• mhoffmanpremier

10 Things to Stop doing in your Rewards & Recognition Programs

Updated: Dec 3, 2020

1.   Stop going to the same destination year after year

Many companies go to the same destination and or resort every year. Unless the company has a large turnover, doing the same thing while expecting a different goal, is highly unlikely.

Many CEOs pick the destination because they have a second home there or its a destination they like. After a few years, participants are no longer motivated to earn the same reward.

2.   Stop going to all-inclusive resorts

I'm hearing multi-generation comments often referring to all-inclusive resorts as the "alcohol travel culture." Participants now prefer al la carte food, locally sourced food, and artisan wine and craft beer. All-inclusive resorts focus on bulk food and inexpensive alcohol with little other activities or focal points.

Recent studies reveal that participants would be willing to pay a little money out of pocket for meals in order to branch outside of destinations like Mexico and the Carribean.

3.   Stop delivering and offering one size fits all programs

It's ok to separate performance levels. Proper training and development programs should facilitate multi-channel rewards. Giving everyone the same rewards cheapens it for those who may have brought in the biggest profits or accounts for the year.

4.   Stop giving out random rewards is an unorganized way

Get an actual program and process in place to monitor measure and maintain the program. Figuring things out as you go along when it comes to incentives defeats the purpose.

If your incentive program is not seen as a part of your culture and is more or less an afterthought, then it won't be as successful as it could be. A proper program creates excitement, adds value to your corporate culture and has momentum.

5.   Consult & outsource with an actual incentive house

As incentive house specializes in what motivates and engages people. They will assist with your sales program and help with training and development. They keep up to date with research, trends, and data that make your program a success.

6.   Survey and consult with your people

One of the mistakes companies make is letting one person decide what the incentives will be as opposed to polling and sending out a survey to analyze data.

Use AI and data to help make key decisions and determine the behaviors that lead to the desired outcome. 38% of companies are not surveying their people.

7.   Personalize your rewards

It's the experience economy; experiences are everything. Millennials would rather spend money on experiences as opposed to buying more stuff. Expectations are high and paychecks alone are not enough to keep top talent coming back. The pressure to provide inspirational meetings and over the top rewards as part of a winning corporate culture is high.

8.   Stop using methods from the stone ages

Many companies still employ the old pizza, plaques, and paychecks. If a sales star brings in a major account and is rewarded with a pizza party, they will feel underwhelmed and undervalued.

Rewards should match and compliment the effort and magnitude of the achievement. A friend of mine saved his company 10 million dollars on a major project. He was given a plaque and named project of the year.

Meanwhile, the CEO was working on his massive home.

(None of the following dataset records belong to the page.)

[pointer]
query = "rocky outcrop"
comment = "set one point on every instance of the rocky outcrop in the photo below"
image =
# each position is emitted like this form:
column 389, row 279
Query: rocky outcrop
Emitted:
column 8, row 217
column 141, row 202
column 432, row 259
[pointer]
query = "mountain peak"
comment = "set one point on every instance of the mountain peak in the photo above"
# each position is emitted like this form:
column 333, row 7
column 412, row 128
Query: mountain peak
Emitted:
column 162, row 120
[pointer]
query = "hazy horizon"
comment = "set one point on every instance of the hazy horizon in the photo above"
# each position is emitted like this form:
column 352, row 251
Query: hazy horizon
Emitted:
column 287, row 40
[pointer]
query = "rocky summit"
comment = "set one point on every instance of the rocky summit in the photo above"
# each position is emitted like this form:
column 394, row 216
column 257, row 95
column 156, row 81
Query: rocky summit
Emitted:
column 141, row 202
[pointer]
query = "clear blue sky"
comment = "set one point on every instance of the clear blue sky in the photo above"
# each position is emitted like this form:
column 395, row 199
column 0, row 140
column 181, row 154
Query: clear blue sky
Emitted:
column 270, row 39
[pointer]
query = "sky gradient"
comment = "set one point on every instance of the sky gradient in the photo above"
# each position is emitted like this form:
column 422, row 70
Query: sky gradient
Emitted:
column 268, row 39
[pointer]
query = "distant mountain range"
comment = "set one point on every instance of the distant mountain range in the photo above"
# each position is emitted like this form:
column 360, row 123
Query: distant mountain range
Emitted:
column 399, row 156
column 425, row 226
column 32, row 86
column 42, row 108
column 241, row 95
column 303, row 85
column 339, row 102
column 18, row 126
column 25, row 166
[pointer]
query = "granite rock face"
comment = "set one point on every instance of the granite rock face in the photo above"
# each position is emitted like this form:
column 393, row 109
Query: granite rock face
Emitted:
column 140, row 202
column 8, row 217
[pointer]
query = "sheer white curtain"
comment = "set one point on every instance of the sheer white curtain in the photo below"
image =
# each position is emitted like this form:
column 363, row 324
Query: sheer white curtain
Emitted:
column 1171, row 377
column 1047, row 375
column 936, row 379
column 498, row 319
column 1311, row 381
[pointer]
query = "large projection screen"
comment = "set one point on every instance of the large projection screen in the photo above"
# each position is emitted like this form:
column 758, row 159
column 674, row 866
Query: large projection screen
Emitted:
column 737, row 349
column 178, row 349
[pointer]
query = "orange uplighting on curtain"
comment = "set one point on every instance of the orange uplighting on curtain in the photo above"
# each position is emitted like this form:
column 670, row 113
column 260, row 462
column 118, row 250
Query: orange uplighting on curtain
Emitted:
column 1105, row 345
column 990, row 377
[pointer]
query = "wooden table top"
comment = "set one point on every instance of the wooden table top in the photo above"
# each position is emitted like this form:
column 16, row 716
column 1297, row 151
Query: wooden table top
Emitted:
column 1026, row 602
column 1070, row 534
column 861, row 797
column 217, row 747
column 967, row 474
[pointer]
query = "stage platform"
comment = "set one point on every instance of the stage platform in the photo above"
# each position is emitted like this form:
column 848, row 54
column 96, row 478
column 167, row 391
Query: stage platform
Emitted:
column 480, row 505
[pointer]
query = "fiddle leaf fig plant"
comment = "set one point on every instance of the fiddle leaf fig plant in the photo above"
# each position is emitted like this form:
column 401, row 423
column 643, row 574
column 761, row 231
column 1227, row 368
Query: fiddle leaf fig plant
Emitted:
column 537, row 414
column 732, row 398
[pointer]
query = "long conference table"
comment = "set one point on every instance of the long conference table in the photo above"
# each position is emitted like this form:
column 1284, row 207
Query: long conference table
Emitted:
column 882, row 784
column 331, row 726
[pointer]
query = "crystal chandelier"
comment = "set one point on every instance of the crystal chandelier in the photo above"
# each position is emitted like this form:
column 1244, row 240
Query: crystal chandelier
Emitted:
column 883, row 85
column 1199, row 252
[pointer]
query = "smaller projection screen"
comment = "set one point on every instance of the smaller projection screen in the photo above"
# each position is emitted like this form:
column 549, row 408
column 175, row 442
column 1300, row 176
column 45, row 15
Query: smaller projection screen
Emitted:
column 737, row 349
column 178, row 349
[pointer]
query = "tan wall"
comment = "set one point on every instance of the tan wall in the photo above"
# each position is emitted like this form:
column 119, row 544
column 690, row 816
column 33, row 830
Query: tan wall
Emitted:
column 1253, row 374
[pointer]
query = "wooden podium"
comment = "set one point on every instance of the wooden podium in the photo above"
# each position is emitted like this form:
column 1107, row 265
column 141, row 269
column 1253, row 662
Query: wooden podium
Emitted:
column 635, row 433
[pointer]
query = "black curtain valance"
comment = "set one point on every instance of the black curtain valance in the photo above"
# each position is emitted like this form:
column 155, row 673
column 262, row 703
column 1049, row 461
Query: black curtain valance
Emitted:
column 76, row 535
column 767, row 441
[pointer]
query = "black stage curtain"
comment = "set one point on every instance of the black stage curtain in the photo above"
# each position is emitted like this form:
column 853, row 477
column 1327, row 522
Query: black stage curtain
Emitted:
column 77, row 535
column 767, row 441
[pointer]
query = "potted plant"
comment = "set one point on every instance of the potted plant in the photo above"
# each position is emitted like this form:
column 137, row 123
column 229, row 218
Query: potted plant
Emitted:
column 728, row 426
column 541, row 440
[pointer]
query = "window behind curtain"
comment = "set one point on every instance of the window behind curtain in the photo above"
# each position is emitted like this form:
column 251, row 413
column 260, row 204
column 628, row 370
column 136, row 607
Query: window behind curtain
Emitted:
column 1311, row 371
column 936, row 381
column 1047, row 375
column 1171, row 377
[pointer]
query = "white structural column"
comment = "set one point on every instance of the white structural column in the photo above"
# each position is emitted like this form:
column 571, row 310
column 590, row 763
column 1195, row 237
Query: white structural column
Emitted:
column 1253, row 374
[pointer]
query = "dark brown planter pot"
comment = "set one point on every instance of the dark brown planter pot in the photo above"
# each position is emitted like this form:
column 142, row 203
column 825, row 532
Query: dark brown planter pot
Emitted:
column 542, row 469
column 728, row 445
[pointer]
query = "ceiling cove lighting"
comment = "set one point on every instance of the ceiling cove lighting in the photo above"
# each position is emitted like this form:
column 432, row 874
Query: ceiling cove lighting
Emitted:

CEOs with this attitude will find it hard to attract top talent in the near future. Top talent is the difference between profit or loss.

9.   Stop pretending technology doesn’t exist

Embracing technology as your friend is a win-win for everyone. AI thinks in a way the human brain cannot and vice versa. Working together with technology helps keep companies relevant in the modern age.

Current and future generations are tech wizards and have been using technology since early childhood. They are flocking to top tech companies

10. Stop doing everything in house; outsource to professionals

You should be focusing on the top 20% of things that drive revenue and outsourcing the other 80% When you try to do everything, nothing will get done well. When companies try to do everything in house, they miss out on key relationship opportunities and connections that can lead to other business.

If you knew what it takes to scale your company and be a massive success on your own, then you would have already done it. Remember when you do EVERYTHING yourself, NOTHING gets done well.